The plaintiff achieved significant legal and equitable relief in this action. The action involved the same claims and essentially the same evidence against all of the defendants. Because the same evidence would have been adduced against the defendants in any event, the fact that the plaintiff did not recover from all of the defendants did not add unnecessary expense to the litigation. The testimony of other defendants helped to establish the liability of defendants Bakewell and Hopkins and the claims against all defendants involved a common core of facts. An attempt to separate the time devoted to each claim would be a useless endeavor. The success that plaintiff achieved in this case cannot be characterized as a "limited" recovery, in spite of the dismissal of the other defendants. In view of the degree of the plaintiff's success, [*12] the court finds it is not appropriate to reduce the plaintiff's fee award for the degree of success achieved.

Plaintiff's counsel seeks attorney fees at the rates of $ 200.00 per hour. Under the PLRA, the attorneys' hourly rates are limited to 150 percent of the hourly rate established for court-appointed counsel under the Criminal Justice Act, which currently is $ 100.00 per hour in this district. 42 U.S.C. § 1997e(d)(3); see Guide to Judiciary Policies and Procedures, Vol. VII, § 2.22(A)(1). Consequently, plaintiff's counsels' rates may not exceed $ 150.00 per hour. Application of the hourly rate cap will reduce attorney Bradford's fee to $ 8,730.00, representing 49.4 hours of attorney work at $ 150.00 per hour and 44 hours of paralegal work at $ 30.00 per hour, and attorney Asaka's fee to $ 15,225.00, for 101.5 hours at $ 150.00 per hour.

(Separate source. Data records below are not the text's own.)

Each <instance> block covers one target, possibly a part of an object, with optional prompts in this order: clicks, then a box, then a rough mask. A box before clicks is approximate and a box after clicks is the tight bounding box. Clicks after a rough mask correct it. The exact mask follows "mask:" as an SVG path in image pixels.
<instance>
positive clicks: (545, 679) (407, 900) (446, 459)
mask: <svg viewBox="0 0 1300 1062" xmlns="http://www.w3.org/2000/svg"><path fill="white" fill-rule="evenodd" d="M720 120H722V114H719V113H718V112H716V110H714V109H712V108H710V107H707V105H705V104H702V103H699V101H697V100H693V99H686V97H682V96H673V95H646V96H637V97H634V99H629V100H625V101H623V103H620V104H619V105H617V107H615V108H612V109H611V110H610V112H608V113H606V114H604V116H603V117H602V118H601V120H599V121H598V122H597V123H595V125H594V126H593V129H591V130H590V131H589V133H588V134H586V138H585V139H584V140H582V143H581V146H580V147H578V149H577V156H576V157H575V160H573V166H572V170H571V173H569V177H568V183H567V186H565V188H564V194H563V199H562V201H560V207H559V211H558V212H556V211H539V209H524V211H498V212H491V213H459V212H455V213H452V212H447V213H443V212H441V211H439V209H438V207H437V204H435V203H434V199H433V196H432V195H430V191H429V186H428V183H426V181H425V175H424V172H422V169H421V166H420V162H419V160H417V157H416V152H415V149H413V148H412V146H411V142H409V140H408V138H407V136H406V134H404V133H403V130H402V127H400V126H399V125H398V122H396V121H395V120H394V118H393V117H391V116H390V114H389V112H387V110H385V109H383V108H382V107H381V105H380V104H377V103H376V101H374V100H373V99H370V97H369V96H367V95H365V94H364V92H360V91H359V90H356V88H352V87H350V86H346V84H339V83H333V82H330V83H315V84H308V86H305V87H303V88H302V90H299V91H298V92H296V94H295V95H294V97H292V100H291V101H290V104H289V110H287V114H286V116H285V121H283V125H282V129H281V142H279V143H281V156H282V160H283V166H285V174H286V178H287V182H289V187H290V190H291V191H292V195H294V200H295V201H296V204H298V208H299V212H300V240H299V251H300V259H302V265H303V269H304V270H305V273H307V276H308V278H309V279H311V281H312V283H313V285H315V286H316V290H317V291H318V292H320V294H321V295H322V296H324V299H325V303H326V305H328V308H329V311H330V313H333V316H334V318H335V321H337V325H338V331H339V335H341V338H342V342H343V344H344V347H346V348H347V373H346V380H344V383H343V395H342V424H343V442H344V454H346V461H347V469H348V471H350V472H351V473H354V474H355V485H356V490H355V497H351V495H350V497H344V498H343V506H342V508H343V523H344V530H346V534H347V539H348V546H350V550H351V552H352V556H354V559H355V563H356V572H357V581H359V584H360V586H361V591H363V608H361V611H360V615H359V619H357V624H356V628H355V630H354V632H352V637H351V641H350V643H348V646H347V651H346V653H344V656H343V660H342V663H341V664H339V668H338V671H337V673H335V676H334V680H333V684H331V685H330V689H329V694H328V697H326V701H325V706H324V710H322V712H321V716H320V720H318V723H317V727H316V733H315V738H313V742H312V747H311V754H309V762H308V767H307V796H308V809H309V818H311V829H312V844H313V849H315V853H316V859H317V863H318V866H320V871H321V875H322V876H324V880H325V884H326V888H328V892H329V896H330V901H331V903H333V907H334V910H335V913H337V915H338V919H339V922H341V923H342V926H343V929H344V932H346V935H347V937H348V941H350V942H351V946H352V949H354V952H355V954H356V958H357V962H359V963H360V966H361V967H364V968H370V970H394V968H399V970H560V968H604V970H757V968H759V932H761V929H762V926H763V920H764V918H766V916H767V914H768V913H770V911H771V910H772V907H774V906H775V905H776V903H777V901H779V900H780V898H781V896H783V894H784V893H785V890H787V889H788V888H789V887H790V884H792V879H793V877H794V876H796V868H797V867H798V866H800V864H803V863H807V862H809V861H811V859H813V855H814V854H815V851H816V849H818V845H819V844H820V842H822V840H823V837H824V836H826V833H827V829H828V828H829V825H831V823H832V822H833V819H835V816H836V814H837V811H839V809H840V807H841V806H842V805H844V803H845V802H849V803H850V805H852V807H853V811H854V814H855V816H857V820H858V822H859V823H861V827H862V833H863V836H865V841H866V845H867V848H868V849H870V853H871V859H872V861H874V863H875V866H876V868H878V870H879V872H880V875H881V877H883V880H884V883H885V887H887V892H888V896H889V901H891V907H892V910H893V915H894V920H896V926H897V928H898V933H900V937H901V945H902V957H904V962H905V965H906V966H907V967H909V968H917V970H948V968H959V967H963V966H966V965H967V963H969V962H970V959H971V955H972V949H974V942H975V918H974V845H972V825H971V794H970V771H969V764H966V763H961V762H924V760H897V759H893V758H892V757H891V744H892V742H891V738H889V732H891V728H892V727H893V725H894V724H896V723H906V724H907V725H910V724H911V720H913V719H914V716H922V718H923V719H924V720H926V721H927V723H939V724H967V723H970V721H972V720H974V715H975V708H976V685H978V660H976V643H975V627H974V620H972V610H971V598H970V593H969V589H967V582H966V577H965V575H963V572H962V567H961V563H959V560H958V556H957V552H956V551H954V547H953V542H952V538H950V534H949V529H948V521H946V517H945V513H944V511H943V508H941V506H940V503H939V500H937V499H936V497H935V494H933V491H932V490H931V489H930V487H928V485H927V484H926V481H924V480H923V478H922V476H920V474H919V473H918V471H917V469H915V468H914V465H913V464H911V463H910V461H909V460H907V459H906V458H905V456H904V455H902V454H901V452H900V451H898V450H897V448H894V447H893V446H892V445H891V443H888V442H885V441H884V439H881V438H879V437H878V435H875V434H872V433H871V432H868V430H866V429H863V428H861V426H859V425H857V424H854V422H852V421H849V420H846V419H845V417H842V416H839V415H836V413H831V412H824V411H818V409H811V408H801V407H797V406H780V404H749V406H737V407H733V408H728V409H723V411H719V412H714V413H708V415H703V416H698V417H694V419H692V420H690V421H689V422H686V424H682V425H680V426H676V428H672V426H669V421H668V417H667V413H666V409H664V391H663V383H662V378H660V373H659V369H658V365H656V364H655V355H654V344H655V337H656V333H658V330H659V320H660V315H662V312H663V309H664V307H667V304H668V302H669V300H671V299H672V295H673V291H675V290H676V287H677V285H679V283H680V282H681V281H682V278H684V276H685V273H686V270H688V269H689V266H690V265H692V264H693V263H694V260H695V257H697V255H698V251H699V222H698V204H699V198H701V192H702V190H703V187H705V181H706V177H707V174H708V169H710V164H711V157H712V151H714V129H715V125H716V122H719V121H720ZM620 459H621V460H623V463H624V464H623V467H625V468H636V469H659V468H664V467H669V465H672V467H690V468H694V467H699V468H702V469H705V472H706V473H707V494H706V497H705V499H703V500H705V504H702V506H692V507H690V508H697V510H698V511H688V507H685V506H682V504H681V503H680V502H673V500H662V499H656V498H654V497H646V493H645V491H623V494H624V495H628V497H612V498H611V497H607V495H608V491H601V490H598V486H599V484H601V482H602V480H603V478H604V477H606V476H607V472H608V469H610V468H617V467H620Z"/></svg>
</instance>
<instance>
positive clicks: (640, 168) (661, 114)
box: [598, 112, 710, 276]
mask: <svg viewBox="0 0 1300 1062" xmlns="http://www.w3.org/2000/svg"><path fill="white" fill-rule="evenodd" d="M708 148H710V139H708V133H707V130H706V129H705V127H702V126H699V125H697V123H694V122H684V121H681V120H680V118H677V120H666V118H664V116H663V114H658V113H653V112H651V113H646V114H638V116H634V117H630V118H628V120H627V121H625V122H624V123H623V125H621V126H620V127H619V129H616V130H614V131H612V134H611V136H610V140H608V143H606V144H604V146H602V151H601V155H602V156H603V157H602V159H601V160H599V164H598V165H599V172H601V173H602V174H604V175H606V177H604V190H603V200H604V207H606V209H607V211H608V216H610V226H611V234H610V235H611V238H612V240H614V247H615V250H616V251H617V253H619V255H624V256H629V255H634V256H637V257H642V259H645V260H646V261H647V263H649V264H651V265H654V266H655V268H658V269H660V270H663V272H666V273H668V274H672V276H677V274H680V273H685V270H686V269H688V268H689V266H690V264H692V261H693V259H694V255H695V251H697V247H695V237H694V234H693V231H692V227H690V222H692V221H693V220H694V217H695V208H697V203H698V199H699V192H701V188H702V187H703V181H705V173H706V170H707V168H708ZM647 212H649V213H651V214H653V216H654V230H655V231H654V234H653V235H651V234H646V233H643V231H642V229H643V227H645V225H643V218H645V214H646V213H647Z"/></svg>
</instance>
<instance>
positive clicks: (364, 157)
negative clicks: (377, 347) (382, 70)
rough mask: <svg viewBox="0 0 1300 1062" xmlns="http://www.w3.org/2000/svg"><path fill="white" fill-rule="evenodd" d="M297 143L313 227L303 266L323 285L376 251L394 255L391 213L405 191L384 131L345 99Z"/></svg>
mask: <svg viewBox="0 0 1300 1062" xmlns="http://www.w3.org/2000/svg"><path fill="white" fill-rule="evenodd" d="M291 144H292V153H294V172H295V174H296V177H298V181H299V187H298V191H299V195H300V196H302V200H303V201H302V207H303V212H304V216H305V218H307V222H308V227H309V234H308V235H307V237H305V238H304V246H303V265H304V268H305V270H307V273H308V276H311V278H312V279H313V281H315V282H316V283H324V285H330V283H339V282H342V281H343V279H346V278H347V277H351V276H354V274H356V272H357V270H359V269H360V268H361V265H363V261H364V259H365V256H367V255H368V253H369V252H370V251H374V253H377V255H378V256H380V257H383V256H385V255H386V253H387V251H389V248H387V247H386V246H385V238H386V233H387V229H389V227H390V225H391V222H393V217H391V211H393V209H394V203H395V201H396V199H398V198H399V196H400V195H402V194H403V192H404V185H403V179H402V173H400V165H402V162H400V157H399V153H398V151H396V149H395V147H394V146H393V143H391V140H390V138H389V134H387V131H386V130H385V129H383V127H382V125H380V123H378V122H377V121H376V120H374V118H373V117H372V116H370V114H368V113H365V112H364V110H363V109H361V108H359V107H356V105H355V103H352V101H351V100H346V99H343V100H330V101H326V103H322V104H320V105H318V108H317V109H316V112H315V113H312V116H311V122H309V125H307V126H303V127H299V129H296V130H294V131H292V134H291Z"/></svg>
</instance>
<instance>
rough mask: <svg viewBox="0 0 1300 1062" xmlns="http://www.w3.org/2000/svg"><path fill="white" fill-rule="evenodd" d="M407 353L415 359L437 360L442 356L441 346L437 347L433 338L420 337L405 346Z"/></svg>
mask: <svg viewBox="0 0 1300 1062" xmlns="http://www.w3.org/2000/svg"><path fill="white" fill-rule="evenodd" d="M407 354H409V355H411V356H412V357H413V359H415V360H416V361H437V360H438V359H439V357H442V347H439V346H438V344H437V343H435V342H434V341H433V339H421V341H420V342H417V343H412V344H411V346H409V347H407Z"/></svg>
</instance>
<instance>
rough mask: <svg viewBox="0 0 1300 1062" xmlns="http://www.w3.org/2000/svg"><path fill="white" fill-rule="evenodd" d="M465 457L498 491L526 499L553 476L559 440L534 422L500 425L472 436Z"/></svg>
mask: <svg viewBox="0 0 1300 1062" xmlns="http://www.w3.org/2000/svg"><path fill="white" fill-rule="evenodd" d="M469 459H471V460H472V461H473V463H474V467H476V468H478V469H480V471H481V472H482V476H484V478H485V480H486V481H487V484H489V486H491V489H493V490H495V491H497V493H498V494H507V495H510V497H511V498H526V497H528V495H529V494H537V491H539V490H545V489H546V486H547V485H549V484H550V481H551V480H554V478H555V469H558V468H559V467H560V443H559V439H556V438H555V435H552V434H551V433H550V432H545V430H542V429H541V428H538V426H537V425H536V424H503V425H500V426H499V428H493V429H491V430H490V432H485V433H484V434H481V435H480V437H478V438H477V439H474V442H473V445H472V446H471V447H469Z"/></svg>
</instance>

1. Plaintiff's motions for attorney fees (Filing Nos. 145 and 148) are granted;

2. Plaintiff is awarded attorney fees in the amount of $ 8,730.00 for attorney Dana C. Bradford and in the amount of $ 15,225.00 for attorney Kellie P. Asaka;

3. Plaintiff is awarded expenses in the amount of $ 225.42 for attorney Dana C. Bradford and [*13] in the amount of $ 418.32 for attorney Kellie P. Asaka;

4. A judgment in conformity with this Memorandum and Order will issue this date.

DATED this 15th day of December, 2008.